* * *
Да, разных чудес насмотрелся Виктор Казимирович за годы лечения. Впрочем, какое там лечение - так себе, общеукрепляющие процедуры, чтоб не сразу сдох, а могли докторишки на тебе несколько экспериментов поставить и пару диссертаций защитить. Так он понимал все эти методики.
Сегодня в отделение поступил новенький, и, как в таких случаях действуют в отношении лиц, невинно пострадавших или достаточно известных, его поместили в двухместную палату, а застеклённую дверь заклеили несколькими рядами газет. Впрочем, Сучетоков уже успел разузнать, что за птица приземлилась в их вполне уютном по нынешним временам гнезде, и теперь лишь выжидал удобного момента ошеломить высокого гостя своим явлением.

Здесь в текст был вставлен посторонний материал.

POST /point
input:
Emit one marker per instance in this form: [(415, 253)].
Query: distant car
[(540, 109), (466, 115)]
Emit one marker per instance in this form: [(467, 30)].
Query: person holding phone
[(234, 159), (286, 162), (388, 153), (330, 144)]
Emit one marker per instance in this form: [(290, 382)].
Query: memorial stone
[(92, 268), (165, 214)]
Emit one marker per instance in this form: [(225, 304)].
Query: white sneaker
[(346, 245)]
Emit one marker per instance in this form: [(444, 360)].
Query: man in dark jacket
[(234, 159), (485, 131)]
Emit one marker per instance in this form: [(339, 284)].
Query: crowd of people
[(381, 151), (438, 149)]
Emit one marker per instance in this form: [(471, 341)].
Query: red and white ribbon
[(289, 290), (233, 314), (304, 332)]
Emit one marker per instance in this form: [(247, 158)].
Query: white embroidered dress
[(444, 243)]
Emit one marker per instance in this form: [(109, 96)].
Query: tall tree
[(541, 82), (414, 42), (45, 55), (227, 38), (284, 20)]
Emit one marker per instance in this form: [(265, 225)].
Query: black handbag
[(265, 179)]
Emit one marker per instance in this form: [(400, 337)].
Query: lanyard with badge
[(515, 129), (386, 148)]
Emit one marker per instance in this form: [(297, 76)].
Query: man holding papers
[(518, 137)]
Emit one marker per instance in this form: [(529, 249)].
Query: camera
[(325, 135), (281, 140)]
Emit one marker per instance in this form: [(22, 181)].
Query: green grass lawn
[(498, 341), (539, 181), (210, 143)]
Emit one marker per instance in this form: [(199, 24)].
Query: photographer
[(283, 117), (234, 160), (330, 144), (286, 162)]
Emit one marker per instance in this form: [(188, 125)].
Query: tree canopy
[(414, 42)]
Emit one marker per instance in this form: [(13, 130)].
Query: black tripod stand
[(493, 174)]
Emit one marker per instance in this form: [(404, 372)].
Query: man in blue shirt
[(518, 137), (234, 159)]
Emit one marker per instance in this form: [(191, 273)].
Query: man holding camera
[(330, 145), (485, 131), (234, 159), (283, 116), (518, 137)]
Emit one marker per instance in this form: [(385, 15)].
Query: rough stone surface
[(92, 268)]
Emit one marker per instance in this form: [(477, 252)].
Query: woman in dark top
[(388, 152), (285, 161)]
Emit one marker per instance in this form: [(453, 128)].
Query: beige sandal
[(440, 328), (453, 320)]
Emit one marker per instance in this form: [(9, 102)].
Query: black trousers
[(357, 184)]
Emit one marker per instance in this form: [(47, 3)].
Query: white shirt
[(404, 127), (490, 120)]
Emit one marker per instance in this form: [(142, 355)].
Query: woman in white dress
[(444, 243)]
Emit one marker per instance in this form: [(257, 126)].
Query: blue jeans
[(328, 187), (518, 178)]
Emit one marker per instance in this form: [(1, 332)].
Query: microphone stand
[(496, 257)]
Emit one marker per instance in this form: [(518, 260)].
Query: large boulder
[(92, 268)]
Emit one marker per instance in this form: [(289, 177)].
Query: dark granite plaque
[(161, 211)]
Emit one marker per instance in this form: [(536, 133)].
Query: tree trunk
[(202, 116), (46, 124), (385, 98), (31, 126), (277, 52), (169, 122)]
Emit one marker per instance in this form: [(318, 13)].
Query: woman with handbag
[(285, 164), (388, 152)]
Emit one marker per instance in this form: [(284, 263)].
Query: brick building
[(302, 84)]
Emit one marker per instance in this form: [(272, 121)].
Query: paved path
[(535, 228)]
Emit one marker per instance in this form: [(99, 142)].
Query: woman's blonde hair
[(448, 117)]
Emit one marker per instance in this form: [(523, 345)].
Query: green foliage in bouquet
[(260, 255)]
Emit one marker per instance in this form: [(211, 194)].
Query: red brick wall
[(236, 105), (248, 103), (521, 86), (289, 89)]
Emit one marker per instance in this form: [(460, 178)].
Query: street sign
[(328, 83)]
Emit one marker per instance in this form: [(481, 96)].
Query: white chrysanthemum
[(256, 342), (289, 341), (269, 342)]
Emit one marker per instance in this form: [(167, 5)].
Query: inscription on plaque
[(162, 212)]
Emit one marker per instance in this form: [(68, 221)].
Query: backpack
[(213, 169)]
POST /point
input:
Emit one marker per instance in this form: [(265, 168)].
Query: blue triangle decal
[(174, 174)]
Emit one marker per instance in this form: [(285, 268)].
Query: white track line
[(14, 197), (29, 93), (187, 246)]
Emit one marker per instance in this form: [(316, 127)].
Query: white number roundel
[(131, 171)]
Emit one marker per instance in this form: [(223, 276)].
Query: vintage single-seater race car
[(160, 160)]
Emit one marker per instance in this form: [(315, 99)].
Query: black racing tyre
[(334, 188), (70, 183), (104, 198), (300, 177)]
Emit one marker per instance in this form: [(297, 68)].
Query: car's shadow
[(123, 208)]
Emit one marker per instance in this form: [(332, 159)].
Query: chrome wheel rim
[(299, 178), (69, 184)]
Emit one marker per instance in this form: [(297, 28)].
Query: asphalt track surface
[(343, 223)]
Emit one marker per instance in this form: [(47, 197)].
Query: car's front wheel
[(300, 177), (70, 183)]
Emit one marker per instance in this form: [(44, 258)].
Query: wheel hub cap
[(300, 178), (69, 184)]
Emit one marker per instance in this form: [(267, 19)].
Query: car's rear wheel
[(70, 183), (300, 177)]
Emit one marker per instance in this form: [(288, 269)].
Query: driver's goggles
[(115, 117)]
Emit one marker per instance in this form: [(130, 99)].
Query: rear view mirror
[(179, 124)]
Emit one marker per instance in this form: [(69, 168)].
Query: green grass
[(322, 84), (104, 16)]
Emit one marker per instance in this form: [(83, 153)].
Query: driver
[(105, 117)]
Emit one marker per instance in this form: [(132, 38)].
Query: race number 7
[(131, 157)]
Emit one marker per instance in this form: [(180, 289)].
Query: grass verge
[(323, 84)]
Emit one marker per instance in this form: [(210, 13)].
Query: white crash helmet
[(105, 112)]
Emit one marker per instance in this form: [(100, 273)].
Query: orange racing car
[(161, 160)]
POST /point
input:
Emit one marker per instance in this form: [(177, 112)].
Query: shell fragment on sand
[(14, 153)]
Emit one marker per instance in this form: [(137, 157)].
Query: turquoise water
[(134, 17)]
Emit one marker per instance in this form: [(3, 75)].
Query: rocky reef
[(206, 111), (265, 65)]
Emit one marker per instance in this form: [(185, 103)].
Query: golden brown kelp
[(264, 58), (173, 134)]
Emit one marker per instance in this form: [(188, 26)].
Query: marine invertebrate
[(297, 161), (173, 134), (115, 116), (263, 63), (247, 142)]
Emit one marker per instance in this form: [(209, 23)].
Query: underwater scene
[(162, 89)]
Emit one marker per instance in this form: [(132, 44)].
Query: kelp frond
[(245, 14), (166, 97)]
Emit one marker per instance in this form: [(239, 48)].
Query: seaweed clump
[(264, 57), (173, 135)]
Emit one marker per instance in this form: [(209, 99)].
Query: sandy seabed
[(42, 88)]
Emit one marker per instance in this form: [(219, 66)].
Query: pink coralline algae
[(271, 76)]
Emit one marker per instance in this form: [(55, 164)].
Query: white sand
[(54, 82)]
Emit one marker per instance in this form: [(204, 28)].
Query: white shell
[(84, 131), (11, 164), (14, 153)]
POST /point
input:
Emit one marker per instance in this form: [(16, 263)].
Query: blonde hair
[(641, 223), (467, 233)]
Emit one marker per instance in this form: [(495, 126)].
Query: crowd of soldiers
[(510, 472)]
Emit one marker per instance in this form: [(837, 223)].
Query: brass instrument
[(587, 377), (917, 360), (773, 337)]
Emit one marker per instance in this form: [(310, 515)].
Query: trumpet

К сожалению, варианты встречи с новеньким, откровенно говоря, были ничтожны. Палата была снабжена всей необходимой сантехникой, еду видному человеку заносили внутрь, процедуры ему делали также в палате, а телефонная трубка у него была с собой, - на что ещё мог надеяться Сучетоков? Инсценировать пожар? Нарядиться в белый халат и прикинуться врачом? Вывернуть вечером на щите пробки? А если понарошку перепутать свою палату? Или зайти, чтобы позвать к телефону совсем другого человека? Ведь после того как они увидятся, их отношения резко изменятся. Правда, ещё неизвестно, в какую сторону.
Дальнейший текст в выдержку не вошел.